LEGO Batman: Legacy of the Dark Knight can run much better on PC if you avoid the maxed out Epic preset and tune a few heavy settings manually. The game is visually richer than older LEGO titles, thanks to its open world Gotham City, dense streets, detailed LEGO materials, weather effects, lighting, and Unreal Engine 5 presentation. That visual jump also makes the game more demanding than many players may expect from a LEGO release.
The game launched on May 22, 2026, for PC, PlayStation 5, and Xbox Series X and S. On PC, it supports several modern upscaling and frame generation options, including TSR, TAAU, FSR, DLSS, and XeSS. These options help, but they do not fully solve the game’s performance issues. Like many Unreal Engine 5 titles, LEGO Batman suffers from shader compilation stutter, traversal hitches, and noticeable pauses when moving between gameplay and cutscenes.
That means the best experience does not come from simply selecting the highest preset. A better approach is to keep the settings that matter most for the look of Gotham while reducing options that cost too much performance for small visual gains.
The game is demanding because Gotham stresses both the CPU and GPU
LEGO Batman: Legacy of the Dark Knight is not just rendering small LEGO levels. It is built around a larger Gotham City filled with NPCs, traffic, buildings, lighting, reflections, weather, and fast traversal. That puts pressure on the GPU, but it also affects the CPU, system memory, storage, and asset streaming.

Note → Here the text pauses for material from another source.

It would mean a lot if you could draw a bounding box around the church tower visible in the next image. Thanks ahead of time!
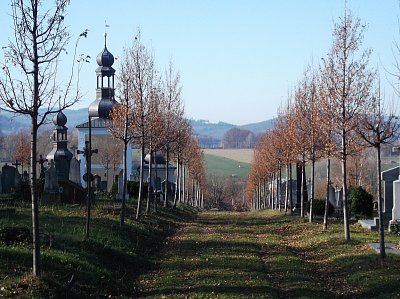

In CPU testing with an Intel Core i7 14700K, 32GB DDR5 7000 memory, a PCIe 4.0 NVMe SSD, and an RTX 4090, the game delivered a high average frame rate, but the lows were weaker. The test showed 141.3 FPS on average, with 73.4 FPS for 1 percent lows and 50.4 FPS for 0.1 percent lows. That means the game can feel smooth most of the time, but frame time spikes can still appear during busy city scenes.
The issue seems less about raw core count and more about the CPU memory subsystem. Fast cache and strong memory performance may matter a lot here, which is why Ryzen X3D chips and well tuned modern Intel systems could perform better in CPU limited areas.
Best optimized graphics settings for a smoother experience
The biggest improvement comes from reducing a few expensive settings while keeping the visual identity of the game intact. The optimized profile still keeps Gotham looking dense, atmospheric, and detailed, but it avoids the waste of running everything at Epic.
| Graphics setting | Recommended value | Why it helps |
|---|---|---|
| Anti Aliasing and Upscaling | DLSS for NVIDIA, FSR for AMD, XeSS for Intel, TSR as fallback | Gives better performance while keeping image quality stable |
| Anti Aliasing Quality | Medium | Good balance between clarity and GPU cost |
| Lighting Quality | High | Preserves Gotham’s nighttime atmosphere |
| Shadows | High | Keeps depth and mood without the extra Epic cost |
| View Distance | Medium | Reduces load in the open world |
| Streaming Distance | High | Helps Gotham load properly during traversal |
| Textures | Epic for 12GB GPUs, High or Medium for lower VRAM | Prevents VRAM related stutter |
| Anisotropic Filtering | 16X | Lower values showed strange performance behavior |
| Material Quality | High | Keeps LEGO surfaces looking convincing |
| Effects | High | Keeps fog, weather, and particles strong |
| Reflections | High | Keeps better Lumen based reflections |
| Post Processing | Medium | Reduces cost while keeping the image clean |
| Population Quality | High | Keeps Gotham from feeling empty |
| SSAO | On | Improves ambient depth |
| Weather Effects | On | Adds important atmosphere during rain |
These settings improved average performance from 106 FPS on the Epic preset to 153 FPS in a GPU limited 1440p test. The 1 percent lows improved from 79 FPS to 109 FPS, while 0.1 percent lows improved from 69 FPS to 95 FPS. That is a 44 percent gain in average FPS and a 38 percent gain in both low frame rate metrics.

Upscaling helps, but frame generation should not hide poor native performance
The game’s listed PC requirements mention frame generation for some performance targets, which is not ideal. Frame generation works best when the base frame rate is already playable. If the native frame rate is too low, input latency and visual artifacts become more noticeable.
For most players, the better path is to first tune graphics settings, then use DLSS, FSR, XeSS, or TSR at a sensible quality mode. Frame generation can be added later if your base performance is already strong and you are using a high refresh rate monitor.
The main technical problems still come from shader stutters, traversal hitches, and CPU related frame time spikes in busy areas. Those issues may need patches or Unreal Engine improvements. Even so, with optimized settings, LEGO Batman: Legacy of the Dark Knight can feel much smoother than the Epic preset suggests, while still keeping Gotham’s dark, detailed, and playful LEGO style intact.